В послевоенные годы финскую церковь по определенным мотивам решили не трогать, Москва признала ее статус, по этому поводу были отдельные переговоры. Что касается советской Прибалтики, то здесь всё было мгновенно ассимилировано. Были попытки создать и украинскую, и белорусскую автокефальные церкви, но всё было в итоге подобрано под Московскую патриархию.

После распада СССР в странах Балтии были приняты законы о реституции. И тут ребром встал вопрос: а кому возвращать собственность? Какой из религиозных структур? В Эстонии этот вопрос стоял особенно остро. В Литве государство всё вернуло именно церкви Московского патриархата, и за счет ренты с этих земель церковь там во многом живет и сейчас. Насчет Латвии точно сказать не могу.

— Там, если не ошибаюсь, тоже всё вернули РПЦ МП.

— Как бы то ни было, все они в своих уставах вынуждены были писать, что они автономны от Москвы. Почти независимы. Но теперь часть священников и часть паствы там начали требовать: а давайте-ка реально осуществите свою независимость.

— Это связано с позицией патриарха Кирилла по поводу войны?

— В Литве, по крайней мере, скандал начался с того, что из Москвы им прислали молитву о мире на Украине. И в этой молитве говорилось, что войну развязали «иноплеменные иноверные силы». Это был явный намек на то, что виноваты во всём гнусные англосаксы, это они войну начали. Это было явное подмигивание от патриарха Кирилла в адрес кремлевской пропаганды, и в Литве это так и поняли. Литовские священники отказались это читать — и так начался их конфликт с местным митрополитом.
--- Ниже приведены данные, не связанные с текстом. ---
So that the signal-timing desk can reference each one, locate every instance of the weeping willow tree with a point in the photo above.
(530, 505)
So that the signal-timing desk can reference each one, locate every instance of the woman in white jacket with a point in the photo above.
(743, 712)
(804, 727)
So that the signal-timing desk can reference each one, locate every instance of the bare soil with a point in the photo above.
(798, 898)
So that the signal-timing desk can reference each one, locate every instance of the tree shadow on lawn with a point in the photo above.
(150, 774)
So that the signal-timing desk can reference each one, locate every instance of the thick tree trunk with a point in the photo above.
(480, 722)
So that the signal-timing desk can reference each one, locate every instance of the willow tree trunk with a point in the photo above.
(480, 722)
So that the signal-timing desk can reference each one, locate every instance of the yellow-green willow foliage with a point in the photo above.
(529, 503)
— Что теряет Московский патриархат с уходом церквей в других странах?

— Теряет амбиции — только и всего.

— А деньги?

— Нет, это совсем ни при чем. С Украины перечисления в Москву точно не шли последние лет тридцать. Думаю, что из стран Балтии тоже, а если и шло что-то, то совершенные копейки.

— Значит ли это, что Московская патриархия и бороться за них не будет?

— Нет, это не так. Она ведь даже за Африку борется, а туда она сама вливает деньги. Тут понты важнее денег.